Mastery over resentment isn’t just a Twelve Step proposal. It doesn’t require going to meetings, getting a life-coach, sitting in group therapy or buying psychological counseling. But it is found in the quintessence of all Judeo-Christian spirituality, the existential leap that all humanity must make or else risk its very being.

Living, one day at a time can be a good start for some. The AA people have their kindergarten book that shows them one precise way to make that beginning and experience an initial awakening. That’s why I like them so much. If one continues to grow, then one moment at a time becomes a more accurate truism, clearing the pathway that approaches everlasting peace, serenity and life forever.
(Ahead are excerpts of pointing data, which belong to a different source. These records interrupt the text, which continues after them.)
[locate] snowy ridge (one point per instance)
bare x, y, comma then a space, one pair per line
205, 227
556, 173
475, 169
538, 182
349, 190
*When a person is intoxicated, willingly under the influence to numb inner pain, he has made his decision. He is Godless. It goes to a cute expression, but Otto von Bismarck was wrong about God being committed to the wholesale protection of drunks. If it were so, then so many would not die in car wrecks, murder their spouses and beat children in a drunken stupor or commit suicide. For the most part, drunks and drug addicts are on their own, rudderless and adrift in the steam of life, for which reason they become an evil blot on society, spreading the hate that’s infected them to the world around—not some chosen breed of the goodhearted, but unfortunate souls. That is a hopeful fantasy. Some make it, many do not. Most alcoholics and addicts are going to die drunk or high and that is a horrifying fact.